Confirmation of Sale

| DRC

We have fielded some questions lately regarding a broker’s confirmation of sale and the Canadian confirmation of sale form required to import. Are they the same? What are the differences? How do you know when to use which one? This article intends to answer those questions and more.

It is important not to confuse a broker’s Confirmation of Sale, as defined in Section 11 of the DRC Trading Standards http://fvdrc.com/by-laws-and-operating-rules with a Canadian Food Inspection Agency (CFIA) Confirmation of Sale Form (COS Form) required to accompany imports into Canada. Since January 11, 2016, importers had an option to either manually submit a COS Form at time of entry or submit the same information electronically, in advance, through eManifest, the Pre-arrival Review System (PARS) or EDI.  When the new Safe Food for Canadian Regulations come into force on January 15, 2019, the CFIA COS Form will no longer be an option by CFIA.

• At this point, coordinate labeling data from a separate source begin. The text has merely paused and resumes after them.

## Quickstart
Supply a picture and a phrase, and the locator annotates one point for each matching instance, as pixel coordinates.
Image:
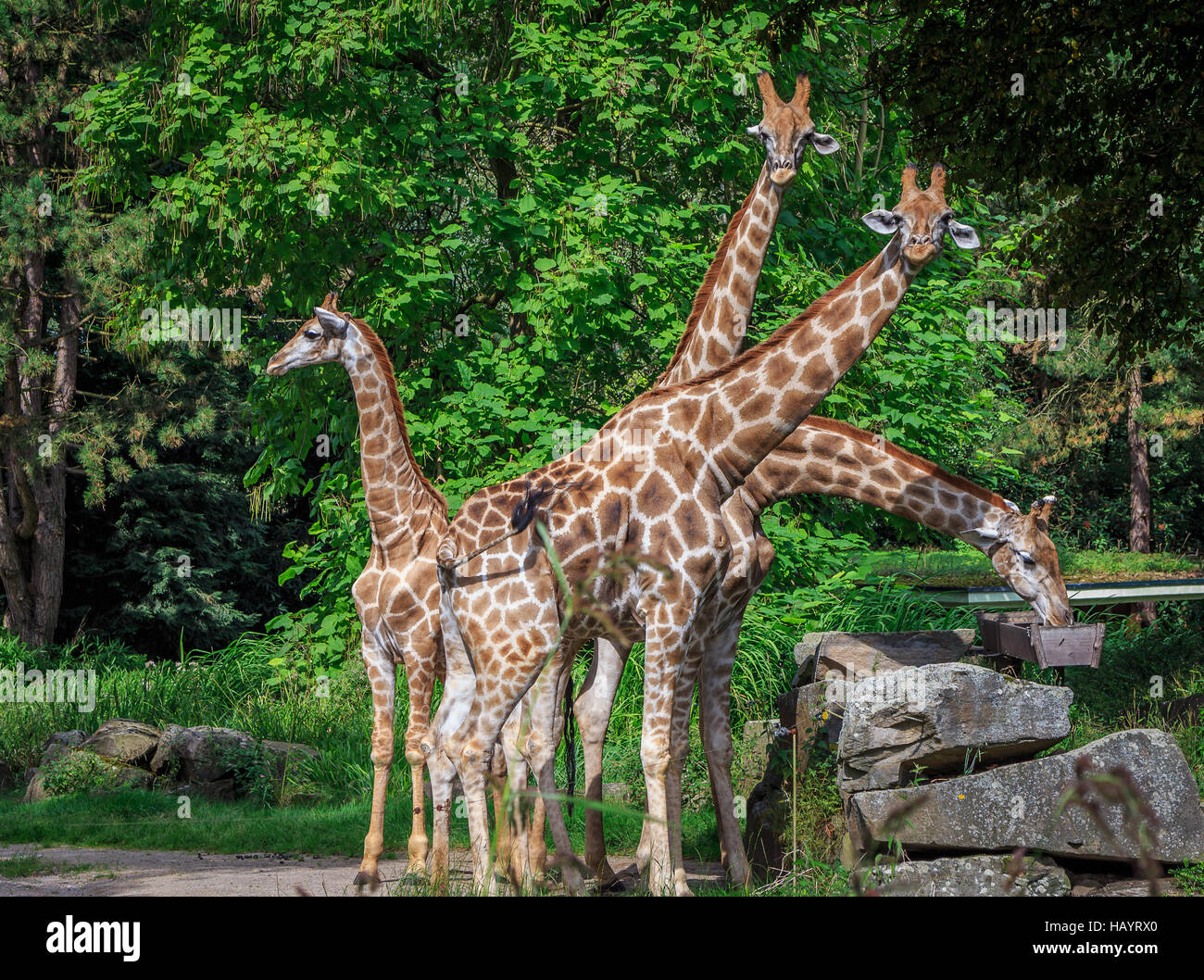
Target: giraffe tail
(526, 509)
(570, 743)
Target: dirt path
(112, 872)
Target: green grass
(967, 566)
(32, 863)
(325, 808)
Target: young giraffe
(501, 611)
(721, 306)
(396, 597)
(834, 459)
(706, 348)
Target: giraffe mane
(925, 466)
(779, 337)
(377, 346)
(709, 284)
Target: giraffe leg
(383, 678)
(661, 643)
(516, 811)
(715, 706)
(679, 749)
(542, 740)
(593, 711)
(420, 683)
(502, 836)
(444, 744)
(442, 772)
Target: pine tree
(53, 249)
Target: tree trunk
(1139, 484)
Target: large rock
(83, 771)
(1016, 806)
(201, 754)
(123, 740)
(971, 875)
(59, 744)
(35, 792)
(943, 718)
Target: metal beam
(1080, 594)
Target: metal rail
(1080, 593)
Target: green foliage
(81, 772)
(1097, 147)
(521, 203)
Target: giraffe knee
(655, 761)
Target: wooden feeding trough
(1022, 637)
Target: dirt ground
(113, 872)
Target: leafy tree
(521, 201)
(56, 262)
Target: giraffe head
(920, 221)
(321, 338)
(786, 129)
(1022, 551)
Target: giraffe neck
(755, 401)
(719, 320)
(835, 459)
(402, 505)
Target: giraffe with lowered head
(658, 512)
(396, 595)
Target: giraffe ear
(963, 235)
(980, 537)
(332, 322)
(823, 144)
(887, 223)
(883, 221)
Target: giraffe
(653, 518)
(834, 459)
(709, 346)
(396, 595)
(721, 306)
(715, 328)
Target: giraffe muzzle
(783, 171)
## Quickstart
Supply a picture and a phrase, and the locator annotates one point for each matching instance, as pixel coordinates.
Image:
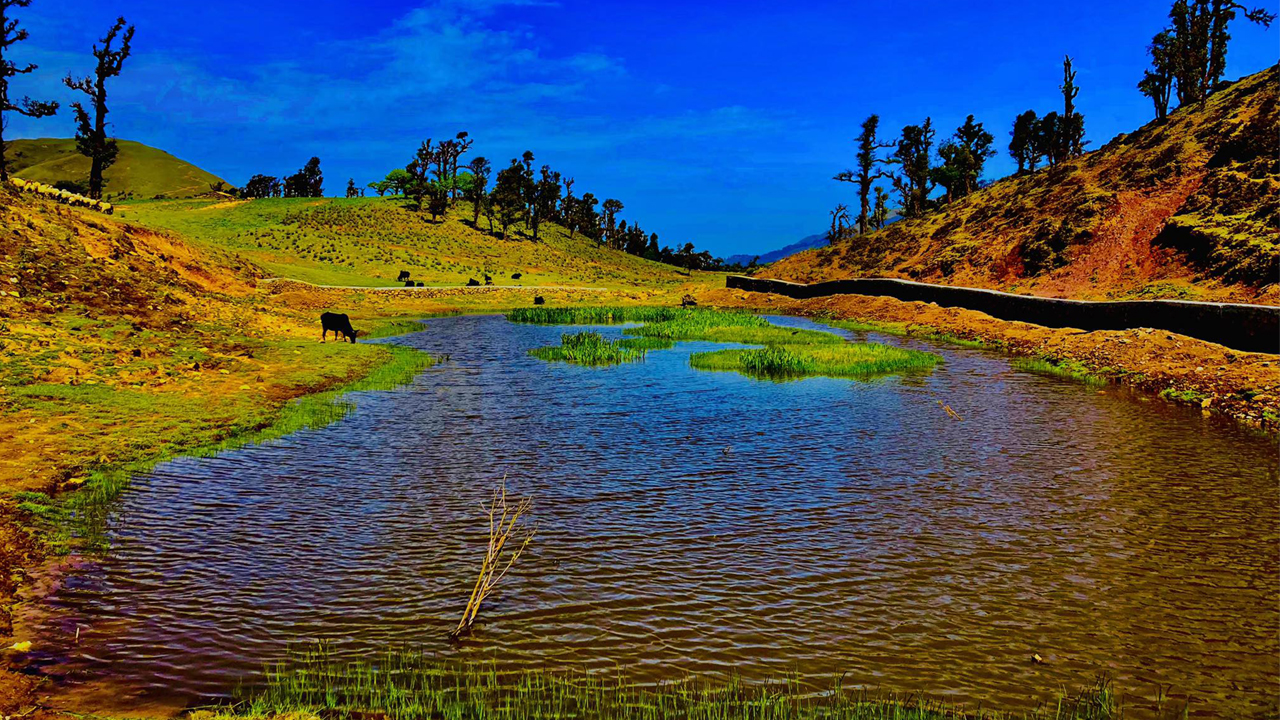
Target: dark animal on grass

Conversely, a produce broker, which is not the same as a customs broker, is a person or firm which negotiates transactions between buyer and seller, but is not otherwise a party to the transaction. A true broker is required to issue written or electronic confirmations showing all the contract terms that the buyer and seller have agreed to, as well as the identity of both seller and buyer. This document is often referred to as a “Broker’s Confirmation of Sale”.  These are the main functions a broker must perform:

  • Help two or more parties form binding contracts through good faith negotiations;
  • Communicate all terms to the parties;
  • Create a confirmation of sale, including all essential details of the agreement; and,
  • Deliver the confirmation of sale to all parties promptly.

Unless otherwise agreed and confirmed, the broker will be entitled to payment of brokerage fees from the party who hired the broker.

A broker’s confirmation of sale will continue to be a requirement by DRC from members who act as true produce brokers.